Ed è altrettanto assurdo pensare che quella neve abbia sommerso il sorriso, che abbia riempito gli occhi, la bocca, di quella polvere bianca così spessa da soffocarti lo spirito. Un eroe metropolitano, non in calzamaglia come gli altri. Un uomo, fatto di carne ossa, di muscoli e cuore pulsanti, non nascosto in una caverna. Un eroe che vola alto, che si confonde nel vento e che adesso è esso stesso vento.Eroi

Mario aveva 42 primavere, un fiore troppo bello forse per non essere colto. Ma non c’era fretta. Con lui c’erano altri cinque fiori. I petali sono volati ad uno ad uno, lasciando solo lo stelo sommerso nella neve. Quel candido colore bianco, segno di purezza, non può farti del male. Tutto si sta trasformando in una micidiale tagliola da quelle parti, un tritacarne fatto di neve e mattoni. L’anima, quella no, non ci rimane intrappolata.

Le altre anime, poi, si sono rese conto. Hanno realizzato, hanno visto quel cancello aperto, quelle anime sommerse. Hanno fatto comunicati stampa, forse si farà una fiaccolata. Ora. Quando quelle anime hanno abbandonato questo mondo. Ma che forse, prima d’ora, di quelle anime non ne sapevano nulla.
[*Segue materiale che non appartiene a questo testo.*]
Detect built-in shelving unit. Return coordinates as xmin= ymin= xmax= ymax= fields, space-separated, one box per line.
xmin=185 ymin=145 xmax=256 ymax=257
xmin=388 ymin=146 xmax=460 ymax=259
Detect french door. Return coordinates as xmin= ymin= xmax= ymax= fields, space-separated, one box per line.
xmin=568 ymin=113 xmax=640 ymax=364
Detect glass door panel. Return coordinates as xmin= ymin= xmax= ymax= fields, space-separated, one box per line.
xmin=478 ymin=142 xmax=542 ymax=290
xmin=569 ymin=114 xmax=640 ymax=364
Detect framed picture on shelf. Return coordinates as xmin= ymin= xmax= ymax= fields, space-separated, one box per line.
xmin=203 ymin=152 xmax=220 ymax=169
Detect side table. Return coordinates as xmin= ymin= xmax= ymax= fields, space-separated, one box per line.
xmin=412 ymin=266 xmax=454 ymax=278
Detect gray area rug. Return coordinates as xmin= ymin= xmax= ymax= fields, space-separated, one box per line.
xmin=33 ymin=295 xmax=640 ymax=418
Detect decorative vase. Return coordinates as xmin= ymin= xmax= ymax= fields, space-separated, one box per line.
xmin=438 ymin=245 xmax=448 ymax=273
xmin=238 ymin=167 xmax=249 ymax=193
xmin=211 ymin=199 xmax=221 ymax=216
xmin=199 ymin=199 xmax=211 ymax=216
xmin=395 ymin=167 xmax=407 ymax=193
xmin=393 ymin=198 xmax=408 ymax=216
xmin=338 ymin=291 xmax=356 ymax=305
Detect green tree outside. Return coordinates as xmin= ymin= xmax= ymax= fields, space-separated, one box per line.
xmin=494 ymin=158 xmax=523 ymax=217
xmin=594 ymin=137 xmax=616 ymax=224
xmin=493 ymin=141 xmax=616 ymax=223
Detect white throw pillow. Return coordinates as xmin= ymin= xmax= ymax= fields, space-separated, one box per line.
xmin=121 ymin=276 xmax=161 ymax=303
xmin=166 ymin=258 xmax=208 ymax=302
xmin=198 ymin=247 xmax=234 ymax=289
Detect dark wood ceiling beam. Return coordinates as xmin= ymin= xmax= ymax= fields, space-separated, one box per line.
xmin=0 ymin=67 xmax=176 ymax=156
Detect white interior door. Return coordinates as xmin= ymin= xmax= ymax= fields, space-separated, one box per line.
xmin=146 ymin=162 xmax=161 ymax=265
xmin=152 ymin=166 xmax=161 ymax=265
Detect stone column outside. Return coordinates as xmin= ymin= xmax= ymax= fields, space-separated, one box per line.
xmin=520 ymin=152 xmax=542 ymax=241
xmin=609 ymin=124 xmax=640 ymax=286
Così come non puoi chiamare per nome il vento. Ne puoi descrivere le caratteristiche, se soffia piano o più forte.

Eroi silenziosi, di cui solo adesso sentiamo il gran rumore

Ma di quel vento, da dove viene, perché spira, quanto tempo ha intenzione di restare, non sappiamo nulla. Ce ne rendiamo conto solo quando se ne va, quando smette di insinuarsi tra gli alberi, di portare via le nuvole. Quelle si, mai come ora sono rimaste. Nere e cariche di rabbia, pronte a rovesciare tutta quella angoscia e tristezza che solo la neve, a volte, sa rappresentare.

Il mondo continua a girare, ma i suoi ingranaggi saltano e le sue lancette non ci indicano più l’ora esatta. Lo scorrere dei secondi, da quelle parti, sta diventando un macabro gioco di cui non si conoscono le regole, né tanto meno la fine. Mario, Walter, Giuseppe, Davide, Ettore, Gianmarco. Eroi. Non una statua, né una targa. Ma solo un pensiero profondo, costante, quotidiano. Ne siamo debitori, tutti.

Quella neve, un giorno, tornerà ad essere acqua. Inizierà a sciogliersi, a colare via sulle macerie. Ma quelle anime no, rimarranno nei solchi dei corsi d’acqua, nella polvere, nel vento. Sarà difficile intrappolarli in un barattolo, ma non sarà difficile ospitarle nelle nostre menti. E nelle nostre anime.